We have award-winning faculty working on all forms of urban violence as well as understanding its causes and offering innovative solutions.  We are at the forefront of identifying and addressing environmental and ecological issues associated with urbanization and urban centers, exploring their historical, scientific, and sociological dimensions.  We are a leading center for research on issues of urban immigration, understanding this phenomenon and its implications from multiple perspectives; theoretical, ethical, political and practical. We have and will continue to move the needle on all issues within our community by connecting academic research with modern day lived experiences.

  • City Violence

    Violence, especially its causes, prevention, and treatments, is a critical problem in the Chicago microcosm that is likely to have parallels to other urban centers across the globe. Among the topics that directly address violence in the Chicago area, our researchers are actively studying long-term consequences of domestic abuse (Dr. Lisa Frohmann), prison policies (Dr. Beth Richie) and actions that feed the preschool-to-prison pipeline (Dr. Katherine Zinsser and Dr. Rachel Gordon), reform of criminal law and incarceration policies (Dr. Edna Erez), and gun safety (Dr. Alexandra Filindra).

  • Social & Mass Media

    Our Department of Communication specializes in social media policies and practices. Dr. Zizi Papacharissi and Dr. Sharon Meraz study the impact of social and mass media on particular political movements and outcomes. Dr. Papacharissi’s book, Affective Publics: Sentiment, Technology, and Politics (Oxford University Press), was the winner of the National Communication Association Human Communication and Technology Division Best Book Award.

  • Diversity Issues

    Barbara Ransby, LAS distinguished professor of black studies, gender and women’s studies, and history, has been named to the Freedom Scholars, a select group of progressive academics who are at the “forefront of movements for economic and social justice.”  Ransby and 11 other members of the inaugural scholarly cohort will each receive $250,000 over two years as part of a $3 million investment in social and economic justice scholarship by the Marguerite Casey Foundation and the Group Health Foundation.

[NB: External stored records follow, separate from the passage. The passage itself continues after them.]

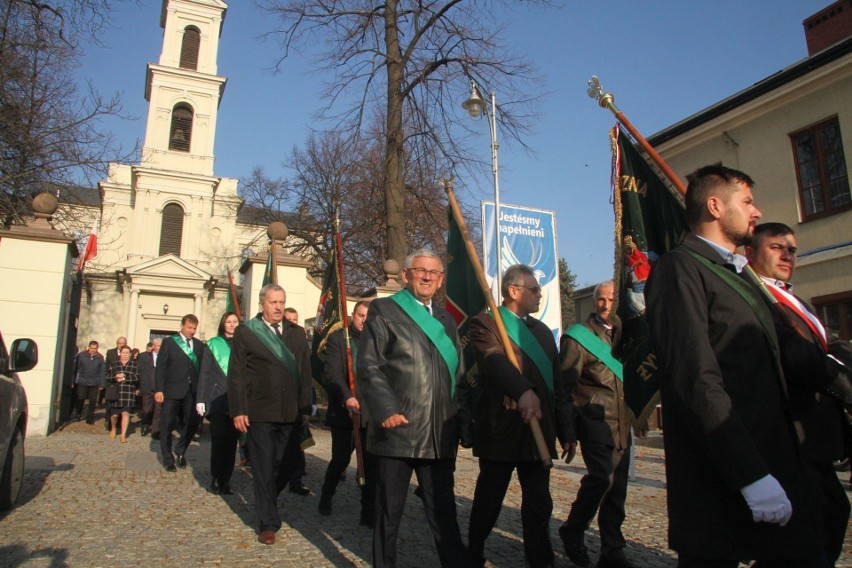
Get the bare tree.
[0,0,135,224]
[241,126,447,293]
[259,0,548,268]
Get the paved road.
[0,414,852,568]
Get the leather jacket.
[355,298,464,459]
[560,314,631,449]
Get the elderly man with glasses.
[356,250,472,568]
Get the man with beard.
[646,166,822,568]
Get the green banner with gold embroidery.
[610,126,686,423]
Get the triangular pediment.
[125,254,210,281]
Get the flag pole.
[587,75,686,195]
[442,179,553,469]
[269,238,278,284]
[228,270,243,321]
[334,215,367,487]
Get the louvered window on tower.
[169,105,192,152]
[180,26,201,70]
[160,203,183,256]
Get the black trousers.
[139,392,159,426]
[467,458,553,568]
[248,422,300,532]
[160,392,199,465]
[207,412,240,483]
[565,442,630,555]
[71,385,100,422]
[322,426,376,511]
[373,456,474,568]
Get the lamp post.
[462,79,503,301]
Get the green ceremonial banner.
[610,125,686,422]
[445,208,486,398]
[311,248,346,389]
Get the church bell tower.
[142,0,228,176]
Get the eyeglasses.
[509,284,541,294]
[406,266,444,278]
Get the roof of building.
[648,37,852,146]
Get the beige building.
[65,0,319,350]
[648,0,852,339]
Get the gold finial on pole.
[586,75,621,114]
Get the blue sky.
[78,0,831,286]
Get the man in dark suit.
[154,314,204,471]
[318,300,376,527]
[136,338,163,436]
[646,166,822,568]
[228,284,312,544]
[745,223,850,566]
[98,337,127,430]
[468,264,571,568]
[356,249,473,568]
[559,280,633,568]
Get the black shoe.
[598,548,637,568]
[361,509,376,528]
[317,494,331,517]
[559,525,592,566]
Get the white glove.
[740,475,793,527]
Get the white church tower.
[85,0,253,347]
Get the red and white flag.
[77,219,98,272]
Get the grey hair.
[592,280,615,299]
[500,264,535,298]
[402,249,444,269]
[258,284,287,302]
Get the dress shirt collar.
[695,235,748,274]
[758,275,793,292]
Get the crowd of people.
[68,162,852,568]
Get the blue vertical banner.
[482,201,562,341]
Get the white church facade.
[69,0,320,350]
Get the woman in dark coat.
[107,345,139,444]
[195,312,240,495]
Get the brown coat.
[470,314,571,461]
[560,314,630,449]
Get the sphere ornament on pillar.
[33,191,59,221]
[382,258,402,288]
[266,221,290,241]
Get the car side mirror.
[9,337,38,373]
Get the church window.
[180,26,201,70]
[160,203,183,256]
[169,104,192,152]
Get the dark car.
[0,335,38,510]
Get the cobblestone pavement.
[0,412,852,568]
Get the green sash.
[243,317,302,392]
[391,288,459,397]
[172,334,201,372]
[565,323,624,382]
[678,243,778,353]
[207,335,231,377]
[489,306,553,396]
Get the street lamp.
[462,79,503,301]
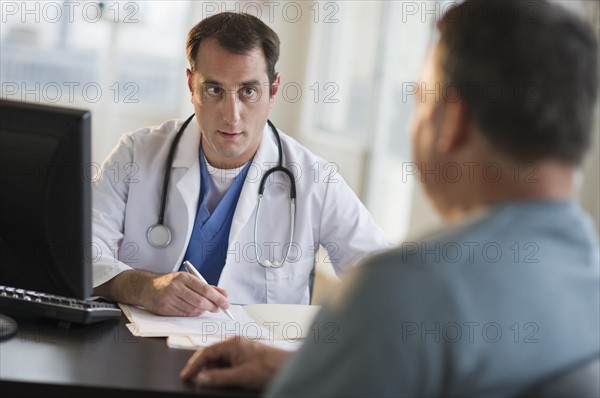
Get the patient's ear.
[436,100,472,153]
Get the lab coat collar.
[172,116,200,169]
[229,124,279,245]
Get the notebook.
[120,304,320,349]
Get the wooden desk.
[0,316,258,398]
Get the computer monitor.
[0,100,93,299]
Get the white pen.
[183,261,235,321]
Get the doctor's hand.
[94,269,229,316]
[143,272,229,316]
[180,336,292,390]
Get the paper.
[120,304,268,338]
[120,304,320,343]
[167,336,304,351]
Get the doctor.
[93,13,388,316]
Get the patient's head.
[413,0,598,218]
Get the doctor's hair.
[437,0,598,165]
[186,12,279,89]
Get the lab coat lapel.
[172,118,200,247]
[229,124,278,247]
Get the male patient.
[182,0,600,397]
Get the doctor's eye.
[204,86,223,98]
[240,86,260,102]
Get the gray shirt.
[267,202,600,397]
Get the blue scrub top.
[180,147,252,285]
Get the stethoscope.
[147,114,296,268]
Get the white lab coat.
[92,119,389,304]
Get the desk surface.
[0,316,258,398]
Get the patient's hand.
[180,337,291,390]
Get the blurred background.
[0,0,600,302]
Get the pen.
[183,261,235,321]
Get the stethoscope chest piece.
[148,224,171,247]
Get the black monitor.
[0,100,93,299]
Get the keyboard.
[0,285,122,324]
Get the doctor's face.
[187,39,279,169]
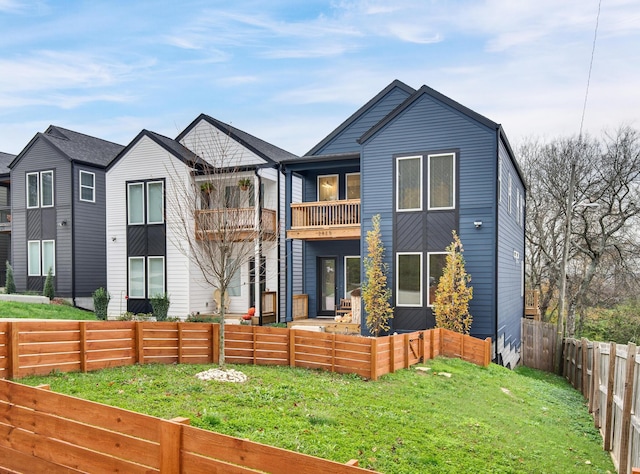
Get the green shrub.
[149,293,171,321]
[42,268,56,300]
[4,260,16,295]
[93,287,111,321]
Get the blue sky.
[0,0,640,154]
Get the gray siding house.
[9,125,123,308]
[284,81,525,367]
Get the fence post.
[289,329,296,367]
[618,342,636,474]
[133,321,144,364]
[158,420,182,474]
[79,321,87,372]
[604,342,616,451]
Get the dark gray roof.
[38,125,124,168]
[176,114,297,163]
[0,151,16,175]
[108,130,200,172]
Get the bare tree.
[519,126,640,335]
[167,133,277,365]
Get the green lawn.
[20,359,615,473]
[0,301,96,320]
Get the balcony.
[195,207,278,242]
[287,199,360,240]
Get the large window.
[396,252,422,306]
[428,153,456,209]
[318,174,338,201]
[427,252,447,306]
[127,181,164,225]
[129,257,165,298]
[396,156,422,211]
[27,240,56,276]
[26,171,53,209]
[347,173,360,199]
[344,255,360,298]
[80,170,96,202]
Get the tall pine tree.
[362,214,393,337]
[433,230,473,334]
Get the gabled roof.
[176,114,297,163]
[0,151,16,176]
[358,86,500,144]
[107,130,200,171]
[9,125,124,168]
[305,79,416,156]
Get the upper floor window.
[396,156,422,211]
[80,170,96,202]
[127,181,164,225]
[27,170,53,209]
[428,153,456,209]
[347,173,360,199]
[318,174,338,201]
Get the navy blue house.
[283,81,525,367]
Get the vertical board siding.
[496,141,525,366]
[315,89,409,155]
[361,95,496,337]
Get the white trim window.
[27,240,56,276]
[396,156,422,212]
[127,181,164,225]
[318,174,338,201]
[79,170,96,202]
[427,153,456,210]
[27,240,42,276]
[427,252,448,307]
[396,252,422,307]
[26,170,53,209]
[345,173,360,199]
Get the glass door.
[318,257,336,316]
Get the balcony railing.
[287,199,360,240]
[195,207,278,242]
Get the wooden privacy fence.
[563,339,640,474]
[0,321,491,380]
[0,380,371,474]
[520,318,557,372]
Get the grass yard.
[20,359,615,473]
[0,301,96,320]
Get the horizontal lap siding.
[496,138,525,365]
[362,95,496,337]
[11,138,73,297]
[316,89,416,155]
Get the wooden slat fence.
[563,339,640,474]
[0,380,371,474]
[0,321,491,380]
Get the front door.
[318,257,336,316]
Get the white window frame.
[343,255,362,298]
[127,182,145,225]
[40,240,56,276]
[396,155,424,212]
[316,174,340,202]
[427,252,449,308]
[78,170,96,202]
[40,170,56,207]
[427,152,457,211]
[395,252,424,308]
[27,240,42,276]
[25,173,40,209]
[145,255,167,298]
[145,181,164,224]
[344,173,362,199]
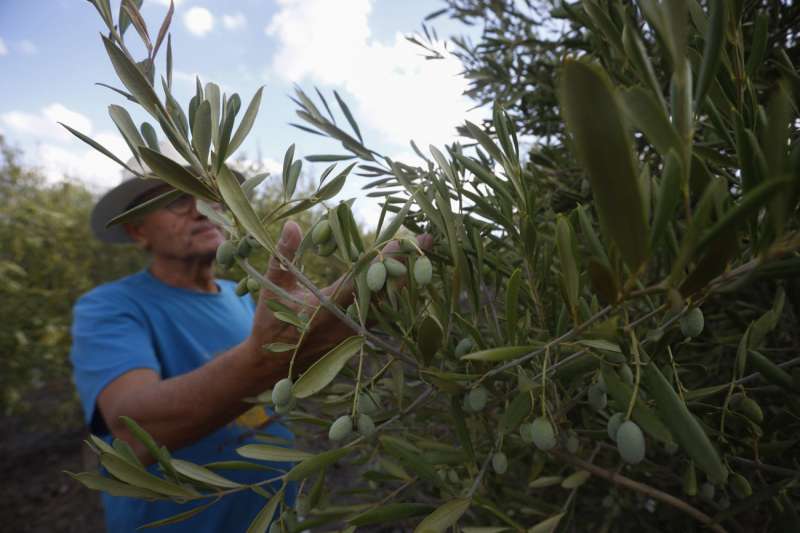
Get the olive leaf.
[559,60,649,272]
[292,336,364,398]
[414,498,472,533]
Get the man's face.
[127,187,224,261]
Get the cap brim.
[90,177,167,244]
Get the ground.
[0,382,105,533]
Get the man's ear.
[122,221,149,250]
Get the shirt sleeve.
[70,287,161,433]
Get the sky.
[0,0,486,226]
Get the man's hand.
[251,221,433,375]
[251,221,355,373]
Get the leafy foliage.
[0,137,144,420]
[67,0,800,532]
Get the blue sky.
[0,0,483,223]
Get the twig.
[475,305,612,386]
[550,451,726,533]
[735,357,800,385]
[727,456,800,477]
[248,249,417,366]
[343,387,433,448]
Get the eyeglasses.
[164,193,222,216]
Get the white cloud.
[183,6,214,37]
[147,0,183,7]
[32,132,131,191]
[265,0,483,149]
[17,39,39,56]
[0,102,131,190]
[222,12,247,30]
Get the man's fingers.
[267,220,303,289]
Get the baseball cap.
[89,141,189,244]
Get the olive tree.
[65,0,800,532]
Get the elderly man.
[71,160,352,533]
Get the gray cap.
[90,142,188,244]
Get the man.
[71,156,353,533]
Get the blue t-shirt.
[70,270,295,533]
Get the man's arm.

  • Art & Literary Expression

    Our humanities scholars make skillful use of art and literature to address and highlight problems, challenges, and potential solutions in today’s increasingly interconnected world. The Association of American Publishers announced that “The Deportation Machine: America’s Long History of Expelling Immigrants,” by Adam Goodman, UIC assistant professor of history and Latin American and Latino studies, is among the subject category winners for the 2021 PROSE Awards honoring the best scholarly works published in 2020. Goodman’s book, which traces the U.S. government’s efforts to expel immigrants over the past 140 years, earned recognition for its exceptional scholarship and significant contribution to the field of North American history within the humanities category.

  • Race & Identity

    The Racialized Body research cluster at LAS, led by Dr. Cynthia Blair (Department of African American Studies), analyzes race as an embodiment category. The research team examines how the ideas and definitions of race are manifested in the regulations and descriptions of the “body.” Dr. Nadine Naber (Gender and Women’s Studies) is leading the Diaspora Studies research cluster and authored the book on the changing perception of race for Arab Americans.

  • Residential Segregation

    Dr. Maria Krysan, Professor of Sociology, explores racial residential segregation and associated racial attitudes. Her award-winning book, Cycle of Segregation, outlines a new conceptual framework for understanding the causes of segregation in urban settings.